The IMIDRO chief added: “Export guarantee funds in Europe and Asia which once had put us in their black list are now providing the conditions to guarantee projects and investments. Guarantee funds such as Sache, Hermes, Kefas, Sanchez, and the funds of South Korea and Japan which once would not even guarantee one dollar, after the trip of President Rouhani and negotiations with them by the IRI Central Bank have started their relationship.”

The deputy minister, stressing that the banks have also solved their problems to some extent, said that now in the area of mine and mining industries best international consultants have been applied in the field of brine and the Salt Lake. This issue in other sectors such as the rare earth elements, titanium, iron ore, gold and steel has led to the arrival of new technologies into the mineral industries which ultimately entail transfer of technology, he said.

He further remarked: “Obviously, some people may have expected early results in the area of economy but we should bear in mind that there was too much and perhaps exaggerated publicity which naturally raised the expectations.”

Karbasian recalling his memories regarding purchase of airplanes under the sanctions said: “Between 2005 and 2009 I was in charge of the Oil Retirement Fund and we decided to purchase two airplanes for one of the oil subsidiary companies, i.e. Oil Aviation Company. However, due to the international sanctions nobody would sell us airplanes.
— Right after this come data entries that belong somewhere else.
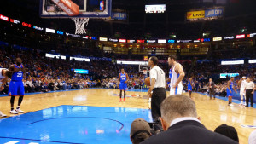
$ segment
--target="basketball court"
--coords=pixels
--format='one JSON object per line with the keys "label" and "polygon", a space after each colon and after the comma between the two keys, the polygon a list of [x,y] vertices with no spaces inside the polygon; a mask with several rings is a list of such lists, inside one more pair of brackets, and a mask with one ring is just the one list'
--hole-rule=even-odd
{"label": "basketball court", "polygon": [[[131,143],[130,127],[138,118],[152,121],[145,90],[127,92],[119,101],[119,89],[90,89],[26,95],[24,114],[10,115],[9,97],[0,97],[0,109],[8,118],[0,119],[3,144]],[[167,93],[168,95],[168,93]],[[185,95],[188,95],[186,93]],[[209,100],[192,94],[202,124],[214,130],[220,124],[234,126],[240,143],[247,143],[256,126],[256,109],[238,104],[228,107],[225,100]],[[15,101],[16,104],[17,101]]]}

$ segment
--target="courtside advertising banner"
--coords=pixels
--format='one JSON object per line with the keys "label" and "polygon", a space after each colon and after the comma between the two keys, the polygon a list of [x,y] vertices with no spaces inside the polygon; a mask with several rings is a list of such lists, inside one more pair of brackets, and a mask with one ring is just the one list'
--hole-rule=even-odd
{"label": "courtside advertising banner", "polygon": [[205,11],[190,11],[187,13],[187,19],[200,19],[205,17]]}

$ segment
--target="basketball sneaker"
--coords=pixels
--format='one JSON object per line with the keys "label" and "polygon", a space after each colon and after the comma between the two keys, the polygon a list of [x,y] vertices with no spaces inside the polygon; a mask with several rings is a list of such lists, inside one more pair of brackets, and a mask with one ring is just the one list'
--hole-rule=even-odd
{"label": "basketball sneaker", "polygon": [[19,113],[24,113],[24,111],[20,110],[20,108],[16,109],[16,112],[19,112]]}
{"label": "basketball sneaker", "polygon": [[2,112],[0,111],[0,117],[6,117],[6,114],[2,113]]}
{"label": "basketball sneaker", "polygon": [[15,110],[12,110],[9,112],[11,114],[18,114],[19,112],[16,112]]}

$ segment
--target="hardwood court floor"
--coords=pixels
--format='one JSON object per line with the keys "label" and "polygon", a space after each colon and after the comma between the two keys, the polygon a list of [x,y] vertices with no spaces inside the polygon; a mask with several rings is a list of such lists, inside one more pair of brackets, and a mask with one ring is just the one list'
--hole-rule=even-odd
{"label": "hardwood court floor", "polygon": [[[21,109],[25,112],[31,112],[54,107],[61,105],[94,106],[108,107],[130,107],[149,108],[150,105],[146,98],[146,92],[127,91],[125,102],[119,102],[119,89],[91,89],[55,93],[26,95],[24,97]],[[167,92],[167,95],[169,93]],[[188,94],[185,94],[188,95]],[[198,115],[202,124],[209,130],[214,130],[220,124],[226,124],[234,126],[238,131],[241,144],[247,144],[248,136],[253,129],[245,128],[241,125],[256,126],[256,109],[243,107],[238,104],[228,107],[227,101],[192,94],[196,104]],[[18,97],[15,99],[15,107],[17,105]],[[0,97],[0,110],[9,114],[9,97]]]}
I remember, we finally managed to purchase two airplanes, one of which was Fokker F100, through one of our companies abroad.”

He added: “This difficulty existed for Mahan Aviation Company as well and they made their purchases with difficulty.”

IMIDRO chairman noted that directors with 30 years of work experience will definitely consider the principles of the “resistance economy” and the national economy in their international negotiations. “Fortunately, with the presence of monitoring systems such as the Majlis Research Center and the Inspectorate Organization and other similar supervisory institutions, there is no room for such concerns.”

He said: “Today JCPOA has enabled us to establish relations with the world research institutions and valid international companies for receiving new equipment and modern technologies; for example, the Zarshouran gold mine, was one of the projects which was abandoned under the sanctions and now we exert utmost efforts to raise its output to actual level.”

Referring to the employment of one of the international companies as consultant, Karbasian said: “These consultant companies previously were not ready to speak with us; I am really sorry to say this, but in the first two years of my responsibility in IMIDRO when we intended to hold talks with the consultant companies they would tell us come to Turkey or Dubai. But now, their directors would ask for appointments in order to talk with us. These are the positive points of JCPOA agreement that are overlooked by some.”

He concluded by saying: “True that some people still do not touch the fruits of this agreement and for the same reason the West should accelerate its pace of cooperation.”